There will be a general increase in the core weekly social welfare payment. Starting next year, social welfare recipients will receive a €10 per week increase in their normal payment rate.
The Carer’s Allowance income disregard is being increased to allow recipients to earn more while retaining their payment.
The disregard will rise to €1,000 per week for a single person and €2,000 per week for a couple.
The Domiciliary Care Allowance is increasing by €20 per month, bringing the total monthly payment to €380.
The Back to School Clothing and Footwear Allowance is now being extended to include children who are two and three years old.
Childcare:
The National Childcare Scheme is being expanded to see an extra 35,000 children benefit from lower fees.
There is funding for measures to improve Year 5 of pay for educators and school-age childcare practitioners.

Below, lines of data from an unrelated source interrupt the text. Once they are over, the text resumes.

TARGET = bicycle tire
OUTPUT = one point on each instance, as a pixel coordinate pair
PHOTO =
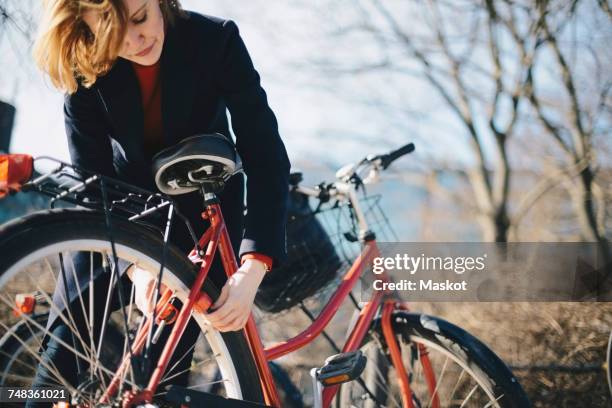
(21, 238)
(609, 364)
(456, 343)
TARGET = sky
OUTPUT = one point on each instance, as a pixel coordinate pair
(313, 121)
(320, 115)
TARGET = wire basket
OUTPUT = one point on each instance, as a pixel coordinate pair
(321, 245)
(66, 183)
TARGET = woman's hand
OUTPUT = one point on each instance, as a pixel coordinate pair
(143, 288)
(237, 295)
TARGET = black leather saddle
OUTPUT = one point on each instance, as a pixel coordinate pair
(199, 161)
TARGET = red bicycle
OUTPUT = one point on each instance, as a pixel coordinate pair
(391, 356)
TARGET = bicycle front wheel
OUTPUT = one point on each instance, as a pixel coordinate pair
(447, 367)
(39, 249)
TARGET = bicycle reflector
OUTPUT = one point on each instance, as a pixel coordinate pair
(341, 368)
(15, 170)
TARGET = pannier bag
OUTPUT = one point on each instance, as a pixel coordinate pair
(312, 261)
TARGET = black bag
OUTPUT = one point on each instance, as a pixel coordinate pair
(312, 261)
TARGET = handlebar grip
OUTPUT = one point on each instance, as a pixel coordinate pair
(389, 158)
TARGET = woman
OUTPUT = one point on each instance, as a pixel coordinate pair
(141, 75)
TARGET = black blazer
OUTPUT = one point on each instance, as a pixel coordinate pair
(205, 68)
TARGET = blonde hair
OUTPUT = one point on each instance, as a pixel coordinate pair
(70, 53)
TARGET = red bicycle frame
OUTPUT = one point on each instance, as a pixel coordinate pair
(217, 237)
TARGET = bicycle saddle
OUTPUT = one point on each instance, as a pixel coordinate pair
(203, 160)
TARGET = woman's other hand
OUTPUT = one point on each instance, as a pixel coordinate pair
(233, 307)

Additionally, the Building Blocks programme will fund the creation of 2,300 extra childcare places across the country.
Education:
Funding will be allocated for an additional 1,717 Special Needs Assistants in 2026.
There will also be the creation of 1,042 extra teaching posts, with 860 of these specifically designated as additional special needs teachers.
Money has been allocated to implement the DEIS+ plan, which supports disadvantaged schools.
For third level education, there will be a €500 reduction in the student contribution fee.
An money assigned to two new veterinary schools, including at ATU Letterkenny will almost double the number of vet graduates.